Vidaza to Restore Hormone Thx Prostate
Study Details
Study Description
Brief Summary
The purpose of this research study is to find out what effects (good and bad) Vidaza has on patients with prostate cancer. This investigational drug is not approved by the Food and Drug Administration (FDA) for the treatment of prostate cancer; however, it is approved in myelodysplastic syndrome - a bone marrow disease. The pharmaceutical company involved in this study, Pharmion Corporation, is the manufacturer of Vidaza.

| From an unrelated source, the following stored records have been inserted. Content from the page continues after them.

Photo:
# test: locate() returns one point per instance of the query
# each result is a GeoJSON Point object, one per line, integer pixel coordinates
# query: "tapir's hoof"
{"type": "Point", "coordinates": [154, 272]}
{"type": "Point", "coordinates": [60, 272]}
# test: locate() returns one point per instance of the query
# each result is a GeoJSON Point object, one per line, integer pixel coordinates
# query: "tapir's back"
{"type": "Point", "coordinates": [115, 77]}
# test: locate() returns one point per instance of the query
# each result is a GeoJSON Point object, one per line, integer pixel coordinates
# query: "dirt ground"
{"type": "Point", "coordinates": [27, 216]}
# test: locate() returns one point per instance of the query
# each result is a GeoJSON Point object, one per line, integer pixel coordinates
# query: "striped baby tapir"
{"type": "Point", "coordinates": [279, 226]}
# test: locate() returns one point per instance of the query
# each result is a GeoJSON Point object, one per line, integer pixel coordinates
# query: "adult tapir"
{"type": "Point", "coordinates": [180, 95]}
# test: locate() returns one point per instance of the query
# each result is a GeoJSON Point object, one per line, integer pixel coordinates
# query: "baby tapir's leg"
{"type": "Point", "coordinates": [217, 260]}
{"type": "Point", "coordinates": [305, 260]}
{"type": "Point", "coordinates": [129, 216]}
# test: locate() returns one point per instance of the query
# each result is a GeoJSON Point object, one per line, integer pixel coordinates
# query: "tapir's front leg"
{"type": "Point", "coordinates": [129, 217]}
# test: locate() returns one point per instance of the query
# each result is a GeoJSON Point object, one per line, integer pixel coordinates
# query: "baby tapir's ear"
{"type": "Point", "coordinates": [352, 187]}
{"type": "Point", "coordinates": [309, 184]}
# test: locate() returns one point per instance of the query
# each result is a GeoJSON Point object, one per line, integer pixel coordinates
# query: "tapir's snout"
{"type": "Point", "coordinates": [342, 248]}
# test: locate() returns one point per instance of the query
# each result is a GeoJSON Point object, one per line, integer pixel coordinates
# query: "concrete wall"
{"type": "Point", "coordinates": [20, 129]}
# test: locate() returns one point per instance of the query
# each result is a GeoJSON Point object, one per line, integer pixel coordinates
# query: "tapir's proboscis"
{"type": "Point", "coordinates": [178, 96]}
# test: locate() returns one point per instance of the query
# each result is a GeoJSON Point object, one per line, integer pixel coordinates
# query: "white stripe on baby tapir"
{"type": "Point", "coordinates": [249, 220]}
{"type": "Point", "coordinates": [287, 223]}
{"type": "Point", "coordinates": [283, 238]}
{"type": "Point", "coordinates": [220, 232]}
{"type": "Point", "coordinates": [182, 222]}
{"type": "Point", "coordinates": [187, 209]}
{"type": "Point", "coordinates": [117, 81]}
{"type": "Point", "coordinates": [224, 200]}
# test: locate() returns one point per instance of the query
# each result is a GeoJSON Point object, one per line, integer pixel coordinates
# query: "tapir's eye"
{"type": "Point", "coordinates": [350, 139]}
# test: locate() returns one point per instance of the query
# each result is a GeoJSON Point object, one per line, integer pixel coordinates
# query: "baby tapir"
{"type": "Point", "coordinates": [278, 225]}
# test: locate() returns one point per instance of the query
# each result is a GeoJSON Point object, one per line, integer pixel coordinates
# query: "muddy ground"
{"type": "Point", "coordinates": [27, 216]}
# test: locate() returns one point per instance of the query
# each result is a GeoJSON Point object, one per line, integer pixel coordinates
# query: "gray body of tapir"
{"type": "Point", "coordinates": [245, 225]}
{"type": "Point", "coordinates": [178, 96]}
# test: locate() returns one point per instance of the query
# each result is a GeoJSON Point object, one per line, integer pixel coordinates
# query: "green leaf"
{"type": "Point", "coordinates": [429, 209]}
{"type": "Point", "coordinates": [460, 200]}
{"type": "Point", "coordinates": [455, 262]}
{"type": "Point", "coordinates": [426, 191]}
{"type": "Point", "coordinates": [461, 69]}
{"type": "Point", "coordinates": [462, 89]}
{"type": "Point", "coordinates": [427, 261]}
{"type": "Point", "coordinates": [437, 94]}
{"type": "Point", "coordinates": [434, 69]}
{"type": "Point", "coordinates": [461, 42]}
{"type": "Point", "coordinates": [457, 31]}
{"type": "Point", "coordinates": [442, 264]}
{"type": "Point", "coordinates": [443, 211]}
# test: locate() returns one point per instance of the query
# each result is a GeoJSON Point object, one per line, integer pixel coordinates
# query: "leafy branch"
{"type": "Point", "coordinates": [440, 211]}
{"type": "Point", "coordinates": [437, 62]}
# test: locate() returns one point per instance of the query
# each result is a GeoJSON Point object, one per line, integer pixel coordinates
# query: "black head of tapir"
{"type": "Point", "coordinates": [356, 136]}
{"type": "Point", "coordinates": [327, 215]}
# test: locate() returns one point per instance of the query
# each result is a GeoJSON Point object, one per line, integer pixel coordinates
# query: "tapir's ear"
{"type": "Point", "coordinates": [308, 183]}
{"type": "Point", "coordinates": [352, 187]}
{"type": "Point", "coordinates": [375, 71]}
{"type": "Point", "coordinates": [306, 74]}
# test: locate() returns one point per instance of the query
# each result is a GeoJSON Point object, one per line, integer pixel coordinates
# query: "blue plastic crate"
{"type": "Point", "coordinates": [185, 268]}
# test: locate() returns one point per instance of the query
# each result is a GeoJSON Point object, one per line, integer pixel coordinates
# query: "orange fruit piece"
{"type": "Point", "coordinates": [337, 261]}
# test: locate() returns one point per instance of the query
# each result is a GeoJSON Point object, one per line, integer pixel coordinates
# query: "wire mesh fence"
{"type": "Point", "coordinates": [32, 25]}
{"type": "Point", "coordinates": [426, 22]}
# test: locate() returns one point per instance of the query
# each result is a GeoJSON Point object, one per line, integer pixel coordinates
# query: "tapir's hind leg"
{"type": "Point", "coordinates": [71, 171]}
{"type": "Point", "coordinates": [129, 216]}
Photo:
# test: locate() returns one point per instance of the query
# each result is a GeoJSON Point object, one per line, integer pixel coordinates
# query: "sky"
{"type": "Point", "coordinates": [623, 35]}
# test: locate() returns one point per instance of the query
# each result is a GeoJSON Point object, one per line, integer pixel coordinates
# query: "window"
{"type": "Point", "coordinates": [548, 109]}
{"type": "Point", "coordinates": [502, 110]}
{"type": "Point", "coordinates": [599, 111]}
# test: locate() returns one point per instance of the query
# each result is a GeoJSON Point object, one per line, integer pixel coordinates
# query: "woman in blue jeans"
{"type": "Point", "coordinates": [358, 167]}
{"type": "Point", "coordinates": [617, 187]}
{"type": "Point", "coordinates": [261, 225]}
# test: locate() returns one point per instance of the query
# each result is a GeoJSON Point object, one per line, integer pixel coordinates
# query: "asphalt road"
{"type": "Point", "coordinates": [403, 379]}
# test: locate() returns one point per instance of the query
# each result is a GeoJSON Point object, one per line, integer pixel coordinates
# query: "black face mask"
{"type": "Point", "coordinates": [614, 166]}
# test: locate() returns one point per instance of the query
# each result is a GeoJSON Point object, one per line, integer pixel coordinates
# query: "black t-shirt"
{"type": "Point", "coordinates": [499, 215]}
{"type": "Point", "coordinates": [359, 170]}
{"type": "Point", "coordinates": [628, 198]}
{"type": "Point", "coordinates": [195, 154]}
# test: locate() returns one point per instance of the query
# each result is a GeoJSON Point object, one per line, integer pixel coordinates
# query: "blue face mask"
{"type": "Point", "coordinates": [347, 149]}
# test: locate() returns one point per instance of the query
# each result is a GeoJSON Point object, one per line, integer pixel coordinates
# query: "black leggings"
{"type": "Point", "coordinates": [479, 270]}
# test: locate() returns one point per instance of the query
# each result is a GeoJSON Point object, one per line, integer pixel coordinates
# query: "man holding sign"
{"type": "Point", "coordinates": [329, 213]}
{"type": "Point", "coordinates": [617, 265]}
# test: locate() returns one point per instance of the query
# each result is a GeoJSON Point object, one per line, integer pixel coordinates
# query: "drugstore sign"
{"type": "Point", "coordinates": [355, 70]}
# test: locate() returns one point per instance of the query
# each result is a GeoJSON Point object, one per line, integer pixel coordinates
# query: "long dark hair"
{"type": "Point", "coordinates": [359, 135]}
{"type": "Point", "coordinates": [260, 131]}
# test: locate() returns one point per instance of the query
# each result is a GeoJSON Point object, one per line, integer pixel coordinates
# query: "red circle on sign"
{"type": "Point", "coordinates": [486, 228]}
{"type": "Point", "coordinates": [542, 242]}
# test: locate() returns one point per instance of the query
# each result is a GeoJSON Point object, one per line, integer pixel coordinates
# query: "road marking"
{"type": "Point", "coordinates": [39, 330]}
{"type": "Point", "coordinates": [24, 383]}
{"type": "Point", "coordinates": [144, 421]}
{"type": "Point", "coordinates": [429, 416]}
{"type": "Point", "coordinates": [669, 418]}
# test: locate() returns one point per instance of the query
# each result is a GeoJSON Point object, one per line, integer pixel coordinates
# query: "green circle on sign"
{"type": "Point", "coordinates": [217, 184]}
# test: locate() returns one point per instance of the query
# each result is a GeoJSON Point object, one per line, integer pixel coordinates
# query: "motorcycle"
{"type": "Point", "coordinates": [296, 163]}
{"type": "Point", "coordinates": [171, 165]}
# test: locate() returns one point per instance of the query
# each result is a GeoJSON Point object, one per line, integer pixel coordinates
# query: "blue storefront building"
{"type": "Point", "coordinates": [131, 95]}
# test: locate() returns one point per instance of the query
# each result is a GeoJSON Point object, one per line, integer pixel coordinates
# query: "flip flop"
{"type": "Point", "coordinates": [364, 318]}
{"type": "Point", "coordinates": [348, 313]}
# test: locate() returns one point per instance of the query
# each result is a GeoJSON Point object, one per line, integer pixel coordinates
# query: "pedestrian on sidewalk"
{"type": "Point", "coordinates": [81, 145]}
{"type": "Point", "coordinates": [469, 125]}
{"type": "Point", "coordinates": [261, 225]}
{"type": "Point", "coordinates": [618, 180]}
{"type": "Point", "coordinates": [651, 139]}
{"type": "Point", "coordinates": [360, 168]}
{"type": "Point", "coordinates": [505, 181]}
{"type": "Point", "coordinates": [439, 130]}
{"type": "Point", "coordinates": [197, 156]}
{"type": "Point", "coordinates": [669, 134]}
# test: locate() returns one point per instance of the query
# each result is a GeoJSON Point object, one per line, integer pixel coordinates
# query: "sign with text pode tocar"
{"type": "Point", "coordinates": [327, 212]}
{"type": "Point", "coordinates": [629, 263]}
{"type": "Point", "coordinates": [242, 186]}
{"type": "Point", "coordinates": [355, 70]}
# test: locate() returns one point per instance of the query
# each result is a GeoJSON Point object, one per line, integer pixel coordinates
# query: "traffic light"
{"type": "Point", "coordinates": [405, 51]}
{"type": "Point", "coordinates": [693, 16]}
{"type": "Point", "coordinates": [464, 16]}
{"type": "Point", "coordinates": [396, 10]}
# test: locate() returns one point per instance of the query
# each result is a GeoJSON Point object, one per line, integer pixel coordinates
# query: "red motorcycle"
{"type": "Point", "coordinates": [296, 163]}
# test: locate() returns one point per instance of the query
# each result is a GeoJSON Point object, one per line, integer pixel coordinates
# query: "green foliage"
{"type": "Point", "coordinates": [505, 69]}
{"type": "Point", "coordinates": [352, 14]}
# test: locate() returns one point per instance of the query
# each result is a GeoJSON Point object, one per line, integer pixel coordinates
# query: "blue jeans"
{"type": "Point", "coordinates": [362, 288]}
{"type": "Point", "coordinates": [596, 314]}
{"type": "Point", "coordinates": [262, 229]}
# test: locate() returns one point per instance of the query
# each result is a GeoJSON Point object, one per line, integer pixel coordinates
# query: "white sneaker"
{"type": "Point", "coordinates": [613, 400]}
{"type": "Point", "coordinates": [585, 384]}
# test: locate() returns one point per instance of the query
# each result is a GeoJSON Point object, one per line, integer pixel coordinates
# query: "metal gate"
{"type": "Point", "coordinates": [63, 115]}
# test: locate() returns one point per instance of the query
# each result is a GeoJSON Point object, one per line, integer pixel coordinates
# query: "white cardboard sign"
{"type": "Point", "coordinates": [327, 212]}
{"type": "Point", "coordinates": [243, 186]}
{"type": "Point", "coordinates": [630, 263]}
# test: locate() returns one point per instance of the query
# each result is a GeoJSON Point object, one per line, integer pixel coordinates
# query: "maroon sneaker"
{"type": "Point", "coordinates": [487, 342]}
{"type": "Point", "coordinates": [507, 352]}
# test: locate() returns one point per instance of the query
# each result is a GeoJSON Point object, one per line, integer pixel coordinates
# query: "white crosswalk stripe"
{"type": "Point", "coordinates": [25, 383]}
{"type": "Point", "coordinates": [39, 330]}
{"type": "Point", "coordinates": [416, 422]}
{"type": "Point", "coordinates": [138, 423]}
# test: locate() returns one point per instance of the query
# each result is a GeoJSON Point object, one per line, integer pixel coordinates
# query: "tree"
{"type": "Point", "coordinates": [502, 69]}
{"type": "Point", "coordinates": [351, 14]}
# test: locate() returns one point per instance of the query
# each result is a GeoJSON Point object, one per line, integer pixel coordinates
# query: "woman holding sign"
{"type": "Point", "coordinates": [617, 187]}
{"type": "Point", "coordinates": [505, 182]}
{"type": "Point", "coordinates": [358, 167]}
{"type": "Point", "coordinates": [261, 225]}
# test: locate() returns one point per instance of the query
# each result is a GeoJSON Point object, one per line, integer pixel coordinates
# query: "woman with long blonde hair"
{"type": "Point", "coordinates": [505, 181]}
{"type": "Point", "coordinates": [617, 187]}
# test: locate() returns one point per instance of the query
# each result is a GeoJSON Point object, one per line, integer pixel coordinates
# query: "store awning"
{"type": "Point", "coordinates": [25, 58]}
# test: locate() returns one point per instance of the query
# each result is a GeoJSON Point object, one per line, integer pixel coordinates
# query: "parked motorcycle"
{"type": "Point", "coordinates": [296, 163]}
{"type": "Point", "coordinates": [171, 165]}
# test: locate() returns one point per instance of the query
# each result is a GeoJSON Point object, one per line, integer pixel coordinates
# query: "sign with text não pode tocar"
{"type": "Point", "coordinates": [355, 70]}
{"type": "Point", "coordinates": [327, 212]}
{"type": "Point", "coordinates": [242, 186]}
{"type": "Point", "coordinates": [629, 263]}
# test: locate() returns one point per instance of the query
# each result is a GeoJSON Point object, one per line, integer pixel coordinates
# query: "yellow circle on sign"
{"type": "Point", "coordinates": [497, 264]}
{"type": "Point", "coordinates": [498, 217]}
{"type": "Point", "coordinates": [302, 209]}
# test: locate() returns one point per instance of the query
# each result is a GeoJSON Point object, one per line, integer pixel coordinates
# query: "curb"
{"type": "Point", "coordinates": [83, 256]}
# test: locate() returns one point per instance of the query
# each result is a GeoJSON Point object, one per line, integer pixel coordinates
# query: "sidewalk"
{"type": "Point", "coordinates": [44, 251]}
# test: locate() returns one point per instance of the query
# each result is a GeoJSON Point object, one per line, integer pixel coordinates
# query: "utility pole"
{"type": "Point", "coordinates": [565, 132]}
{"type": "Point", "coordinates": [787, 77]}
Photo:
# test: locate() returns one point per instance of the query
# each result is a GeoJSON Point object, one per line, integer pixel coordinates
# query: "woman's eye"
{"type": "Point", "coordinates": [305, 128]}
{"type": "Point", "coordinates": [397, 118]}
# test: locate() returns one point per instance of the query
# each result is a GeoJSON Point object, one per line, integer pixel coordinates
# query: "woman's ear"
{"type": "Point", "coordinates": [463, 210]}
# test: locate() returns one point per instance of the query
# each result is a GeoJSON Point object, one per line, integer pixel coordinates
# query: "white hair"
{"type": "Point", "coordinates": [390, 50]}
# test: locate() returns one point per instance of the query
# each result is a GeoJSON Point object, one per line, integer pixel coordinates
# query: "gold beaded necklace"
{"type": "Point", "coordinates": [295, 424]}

Condition or Disease | Intervention/Treatment | Phase |
---|---|---|
|
Phase 2 |
Detailed Description
This is an open label Phase II study. Patients will receive Vidaza for 5 consecutive days (Days 1- 5) of each 28-day cycle. Complete androgen ablation will be continued. Response will be assessed after a minimum of 2 cycles (evaluable patients). PSA response will be evaluated prior to each cycle and % fetal hemoglobin will be evaluated prior to each odd cycle (excluding Cycle 1). Patients will be treated until clinical progression up to a maximum of 12 cycles. A total of 35 patients with advanced metastatic HRPC will be enrolled in this trial.
Study Design
Arms and Interventions
Arm | Intervention/Treatment |
---|---|
Experimental: 1 azacitidine for injectable suspension |
Drug: azacitidine for injectable suspension
Vidaza: 75 mg/m2 for 5 consecutive days (Days 1-5) of each 28 day cycle. A cycle will equal to 28 days. Patient will receive a maximum of 12 cycles.
Other Names:
|
Outcome Measures
Primary Outcome Measures
- Percentage of Patients With PSA Doubling Time >=3 Months. [Until progression or up to a maximum of 12 cycles]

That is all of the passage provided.